Fellows and Handcock [2] address networked populations, as well, and focus on the relationship between the individual attributes of interest and the the social structure of the ties in the network. In particular, they model the joint distribution of social ties and individual attributes when the population is only partially observed, as when (i) a network sampling design is used or (ii) (possibly non-ignorable) missing data arise for the attributes and/or the ties. To this end, the paper develops a theory of inference for exponential-family random network models when only part of the network is observed. In addition, the proposed inferential framework is applied to data collected via contact tracing, that is of considerable importance to infectious disease epidemiology and public health.

The paper by Quatember [5] addresses the issue of surveying sensitive variables using indirect questioning designs, which protect the respondents’ privacy by masking the sensitive information. In particular, the paper looks at the item count technique that integrates information from two independent samples from the population: respondents in the control sample are asked to report the number of a set of non-key items that apply to them, while for those in the treatment sample, the list additionally includes the key item that surveys the sensitive information. The paper proposes to further integrate prior auxiliary information in the estimation process, to improve the estimation accuracy and, at the same time, reduce the respondents’ task.

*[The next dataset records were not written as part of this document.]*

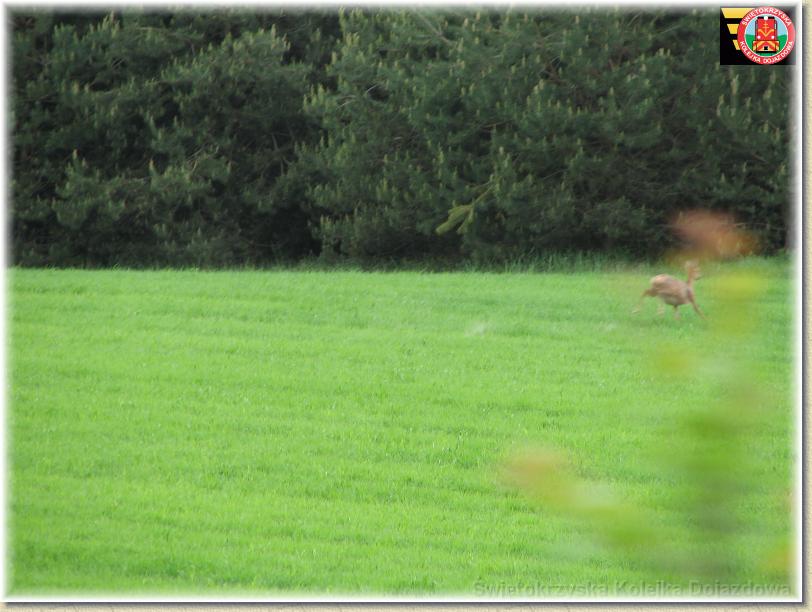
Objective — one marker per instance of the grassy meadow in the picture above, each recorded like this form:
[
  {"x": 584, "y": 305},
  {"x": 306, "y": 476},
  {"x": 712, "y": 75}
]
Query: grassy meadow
[{"x": 316, "y": 433}]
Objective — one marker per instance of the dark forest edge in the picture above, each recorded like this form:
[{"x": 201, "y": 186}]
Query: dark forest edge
[{"x": 232, "y": 139}]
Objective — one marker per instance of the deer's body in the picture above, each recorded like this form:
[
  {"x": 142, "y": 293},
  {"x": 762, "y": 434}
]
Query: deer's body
[{"x": 673, "y": 291}]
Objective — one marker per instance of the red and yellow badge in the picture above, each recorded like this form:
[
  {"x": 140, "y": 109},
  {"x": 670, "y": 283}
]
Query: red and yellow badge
[{"x": 766, "y": 35}]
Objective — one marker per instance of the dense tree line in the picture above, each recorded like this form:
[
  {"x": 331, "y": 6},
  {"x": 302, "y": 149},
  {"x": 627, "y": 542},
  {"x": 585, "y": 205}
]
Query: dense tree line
[{"x": 237, "y": 137}]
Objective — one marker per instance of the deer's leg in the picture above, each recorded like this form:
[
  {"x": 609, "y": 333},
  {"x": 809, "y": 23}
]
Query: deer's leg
[
  {"x": 647, "y": 292},
  {"x": 693, "y": 303}
]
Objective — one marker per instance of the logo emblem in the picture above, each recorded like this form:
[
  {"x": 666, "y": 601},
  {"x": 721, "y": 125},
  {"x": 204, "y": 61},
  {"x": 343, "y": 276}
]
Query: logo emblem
[{"x": 766, "y": 35}]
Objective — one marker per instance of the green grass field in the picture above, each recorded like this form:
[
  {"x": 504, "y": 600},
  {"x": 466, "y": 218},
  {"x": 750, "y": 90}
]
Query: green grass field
[{"x": 306, "y": 432}]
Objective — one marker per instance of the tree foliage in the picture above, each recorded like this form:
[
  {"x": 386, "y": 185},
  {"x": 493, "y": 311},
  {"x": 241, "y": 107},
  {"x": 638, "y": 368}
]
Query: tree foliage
[{"x": 232, "y": 137}]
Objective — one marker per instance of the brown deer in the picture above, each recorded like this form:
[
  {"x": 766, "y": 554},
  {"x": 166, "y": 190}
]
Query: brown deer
[{"x": 673, "y": 291}]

The last two papers of this special issue look at the production of multi-source official statistics. In particular, Varriale and Alfò [10] investigate methods for producing estimates on employment integrating survey data and administrative sources by means of Machine learning methods. The former are drawn from the Labour Force survey conducted by the Italian National Statistical Office, Istat, while the latter include several administrative sources that Istat usually acquires, such as those related to social security and to fiscal data. Machine learning methods, such as decision trees and random forests, are used to predict the individual employment status. The proposed approach proves to be particularly useful to detect instances in which the different sources of data do not agree. Solari et al. [8] focus, on the other hand, on the extremely relevant issue of developing a statistical framework to evaluate the accuracy of combined and/or fully register based censuses. To this end, the Authors argue that, in this setting, probability sample surveys should be designed for quality assessment and for improving the quality of the register based estimation process, rather than for estimation purposes only. Drawing on similar experiences, they provide a formalization of the population size estimation process fully based on administrative data and an application to the estimation process implemented at Istat.

We would like to thank all the Authors who have contributed to this first selection of papers from ITACOSM2022. Another issue of Metron in the coming months will include a second selection of papers. Warm thanks go also to the Reviewers of the articles, who provided the authors with valuable comments and suggestions. Special thanks go to Marco Alfò, Editor-in-Chief of Metron, who has invited us to edit this Special Issue and has supported us in this work.